20.賢者様、王都の武器屋さんに到着し、ライカと一緒にテンションMAX。名品どころか伝説の武器を発見する

「いらっしゃいませー、こんにちはぁー」


 ワイへ王都の武器・防具屋さんにさっそくお邪魔した私達である。

 時刻は朝の十二時前ぐらい。

 ちょうどお昼時であり、お客さんもほとんどいない頃合いだった。


 ここで私達にふさわしい武器を選ぼうっていう魂胆なのである。



「うわぁああ、品揃えがすごいですね! お師匠先輩! 見てくださいよ、これ、詠唱時間短縮ですって! これは炎魔法強化ですよ! ひゃっほぉおお!」


 ライカはずらりと並んだ魔法の杖の前で嬉しそうにしている。


 これだから駆け出し冒険者しょうがないなぁ、などと思ったりもする。

 だが、それはしょうがない。

 優れた武器や防具を前にするだけで、自分の可能性が広がって見えるからだ。


 剣を持てば、剣士になった自分が見える!


 杖を持てば、魔法使いになった自分が見える!


 覆面して斧を持てば、殺人鬼になった自分が見え……かねないから止めとこう。 


 とにもかくにも、私たち冒険者にとって、ここは心躍る場所なのだ。



「見てください! これこれ! 女魔導士の服ですってぇええ!」


 ライカはテンションが上がり過ぎてバカになっているのか、異様に露出した服を着て登場。

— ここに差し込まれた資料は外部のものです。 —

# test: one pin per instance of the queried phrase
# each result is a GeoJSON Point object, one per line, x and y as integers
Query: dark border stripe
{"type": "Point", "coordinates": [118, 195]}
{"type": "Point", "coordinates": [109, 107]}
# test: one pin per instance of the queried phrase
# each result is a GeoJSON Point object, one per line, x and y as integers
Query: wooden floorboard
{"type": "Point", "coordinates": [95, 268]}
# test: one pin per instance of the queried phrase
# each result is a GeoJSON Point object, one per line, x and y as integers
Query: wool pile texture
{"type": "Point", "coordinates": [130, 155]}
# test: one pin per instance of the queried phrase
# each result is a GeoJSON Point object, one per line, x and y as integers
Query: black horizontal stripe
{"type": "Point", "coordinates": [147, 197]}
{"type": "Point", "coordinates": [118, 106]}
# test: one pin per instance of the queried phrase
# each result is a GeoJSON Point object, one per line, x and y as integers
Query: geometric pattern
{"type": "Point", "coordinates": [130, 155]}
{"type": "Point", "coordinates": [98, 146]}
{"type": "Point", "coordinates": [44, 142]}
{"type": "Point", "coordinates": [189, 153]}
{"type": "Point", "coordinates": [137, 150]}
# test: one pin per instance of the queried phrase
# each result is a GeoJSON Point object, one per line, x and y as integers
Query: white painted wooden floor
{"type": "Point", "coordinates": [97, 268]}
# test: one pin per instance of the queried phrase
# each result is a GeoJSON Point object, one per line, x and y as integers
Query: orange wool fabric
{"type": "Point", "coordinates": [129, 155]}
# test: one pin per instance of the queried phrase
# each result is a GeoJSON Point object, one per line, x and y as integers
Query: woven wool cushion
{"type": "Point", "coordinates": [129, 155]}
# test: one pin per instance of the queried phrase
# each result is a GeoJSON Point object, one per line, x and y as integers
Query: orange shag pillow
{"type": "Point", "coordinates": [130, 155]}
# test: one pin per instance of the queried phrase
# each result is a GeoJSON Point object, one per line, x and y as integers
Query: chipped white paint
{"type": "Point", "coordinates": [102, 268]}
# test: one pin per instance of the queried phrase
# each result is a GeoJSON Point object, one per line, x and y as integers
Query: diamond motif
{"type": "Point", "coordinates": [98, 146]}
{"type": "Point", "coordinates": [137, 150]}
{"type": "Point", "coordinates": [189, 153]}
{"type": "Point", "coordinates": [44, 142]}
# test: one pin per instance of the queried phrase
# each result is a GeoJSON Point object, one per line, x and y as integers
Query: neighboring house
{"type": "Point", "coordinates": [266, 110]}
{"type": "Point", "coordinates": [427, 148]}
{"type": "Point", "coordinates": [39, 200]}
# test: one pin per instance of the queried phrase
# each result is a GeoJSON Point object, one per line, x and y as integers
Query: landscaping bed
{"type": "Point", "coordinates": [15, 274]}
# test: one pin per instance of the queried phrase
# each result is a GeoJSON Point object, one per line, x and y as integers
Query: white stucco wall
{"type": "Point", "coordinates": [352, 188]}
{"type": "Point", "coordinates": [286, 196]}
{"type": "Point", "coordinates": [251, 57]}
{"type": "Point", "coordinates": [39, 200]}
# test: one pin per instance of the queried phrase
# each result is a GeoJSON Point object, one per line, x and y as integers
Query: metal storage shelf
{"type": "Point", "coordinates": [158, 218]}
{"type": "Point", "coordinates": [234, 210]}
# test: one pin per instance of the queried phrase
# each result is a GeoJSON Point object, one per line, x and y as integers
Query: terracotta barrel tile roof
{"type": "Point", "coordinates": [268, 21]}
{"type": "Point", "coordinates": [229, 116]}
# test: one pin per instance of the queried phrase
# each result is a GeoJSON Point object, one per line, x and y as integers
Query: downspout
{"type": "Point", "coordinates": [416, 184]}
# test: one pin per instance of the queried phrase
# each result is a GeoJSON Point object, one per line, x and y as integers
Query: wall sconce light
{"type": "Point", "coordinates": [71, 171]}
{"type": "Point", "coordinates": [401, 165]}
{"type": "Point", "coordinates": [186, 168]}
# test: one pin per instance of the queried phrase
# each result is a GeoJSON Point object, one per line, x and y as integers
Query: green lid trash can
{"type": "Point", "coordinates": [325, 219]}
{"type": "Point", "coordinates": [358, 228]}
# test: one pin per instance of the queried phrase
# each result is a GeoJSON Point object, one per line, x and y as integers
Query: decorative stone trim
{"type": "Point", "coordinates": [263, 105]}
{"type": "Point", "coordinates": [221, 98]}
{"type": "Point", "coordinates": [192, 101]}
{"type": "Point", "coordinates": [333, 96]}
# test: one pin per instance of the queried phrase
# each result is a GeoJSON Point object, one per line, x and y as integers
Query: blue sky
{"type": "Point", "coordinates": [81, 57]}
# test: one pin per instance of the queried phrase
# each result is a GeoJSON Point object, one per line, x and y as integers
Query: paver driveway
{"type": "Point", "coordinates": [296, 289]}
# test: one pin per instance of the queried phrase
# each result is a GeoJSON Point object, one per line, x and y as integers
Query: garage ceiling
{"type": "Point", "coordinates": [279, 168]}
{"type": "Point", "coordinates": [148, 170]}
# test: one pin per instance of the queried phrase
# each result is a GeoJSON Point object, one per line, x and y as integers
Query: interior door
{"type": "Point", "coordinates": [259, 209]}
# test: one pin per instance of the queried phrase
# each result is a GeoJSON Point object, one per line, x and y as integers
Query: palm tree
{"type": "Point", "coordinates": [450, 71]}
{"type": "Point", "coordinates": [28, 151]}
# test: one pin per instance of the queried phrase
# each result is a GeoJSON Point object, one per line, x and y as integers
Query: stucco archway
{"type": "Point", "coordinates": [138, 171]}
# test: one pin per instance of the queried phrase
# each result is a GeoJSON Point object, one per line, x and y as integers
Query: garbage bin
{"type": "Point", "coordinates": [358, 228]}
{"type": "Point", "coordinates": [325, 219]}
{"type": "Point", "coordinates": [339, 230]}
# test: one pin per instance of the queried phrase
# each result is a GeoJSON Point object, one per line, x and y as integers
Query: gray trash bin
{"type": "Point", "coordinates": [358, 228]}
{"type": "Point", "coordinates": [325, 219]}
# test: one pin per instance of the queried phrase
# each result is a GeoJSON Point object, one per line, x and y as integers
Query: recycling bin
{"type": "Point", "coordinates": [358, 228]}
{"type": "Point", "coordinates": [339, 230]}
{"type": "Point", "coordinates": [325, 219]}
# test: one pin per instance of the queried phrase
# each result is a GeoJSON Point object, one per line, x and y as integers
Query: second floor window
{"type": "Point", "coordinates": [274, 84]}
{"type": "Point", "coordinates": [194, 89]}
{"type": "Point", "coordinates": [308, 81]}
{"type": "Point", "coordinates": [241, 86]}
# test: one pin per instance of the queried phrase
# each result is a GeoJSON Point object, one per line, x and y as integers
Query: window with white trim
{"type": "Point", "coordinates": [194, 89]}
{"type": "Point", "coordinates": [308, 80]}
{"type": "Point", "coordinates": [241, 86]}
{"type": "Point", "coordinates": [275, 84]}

 ばばーんと開いた胸元のといい、すっごいド迫力である。

 下半身には大きくスリットが入っていて、かなりチラチラしている。


 ぐぅむ、これを使って敵の集中力を削ぐのだろうか。

 

 正直、私には装備できない……。


 いや、別に着られなくはないと思うけどね?

 そういうふうに敵を倒したって面白くないって言うか?

 やっぱり、正々堂々と戦いたいものじゃない? ねぇ? 


「これもすごいです! 女魔導士のビキニ!」


 私の思考が暗黒めんどくさい方面に行こうとしている一方で、ライカはさらに露出の大きな服装に着替えて現れる。

 

「うわ、それ、ほとんど水着じゃん!!」


 着る人を選ぶ装備に思わず叫んでしまう私である。

 いったいぜんたい、どうしてこんなのが魔導士の装備なのか。

 これを開発した防具職人には小一時間説教をかませる自信がある。


 まぁ、確かに一部の女魔導士はほとんど露出狂みたいな服を着ている連中もいる。

 

 他人様の服装にとやかく言うつもりはないけど、寒くないのか不思議だ。

 女の子は体を冷やしちゃいけないんだぞ!

 おばあちゃん譲りにそんなことを思ってしまう私なのである。


 別に自分が装備できないから悔しいとかじゃないからね?


「ちょっと恥ずかしいですけど、面白いですねっ! このまま水遊びできますよ!」


 未知の防具を装備して、ライカはとっても嬉しそうである。

 ぐぅむ、普段はローブ姿で体のラインは分からないけど、この子、脱いだらすっごい体つきである。

 いっそのことビキニアーマーを着て女剣士でもやればいいのに……。

 

「ひへへ~、面白いですねっ!」


 ライカは再びローブ姿に戻って、店内をぴょんぴょん飛び回る。

 その子供っぷりを私は微笑ましく眺めるのだった。



 とはいえ。


 何を隠そう、私だってテンションが上がっているのは確かだ。

 これまで武器防具をお店で買う機会などほとんどなかったのだから。


 変身前は王宮からとんでもない杖や防具を勝手に支給されていたからね。

 正直、装備のお値段の相場すらよくわかっていない。

 


「壮観だねぇ……」


 その意味で、私の目の前に広がる、この光景は素晴らしいったらありゃしない。

 この、『駆け出し冒険者コーナー』という看板のあるエリアには、震えるほどの武器や防具が置いてあるのだ。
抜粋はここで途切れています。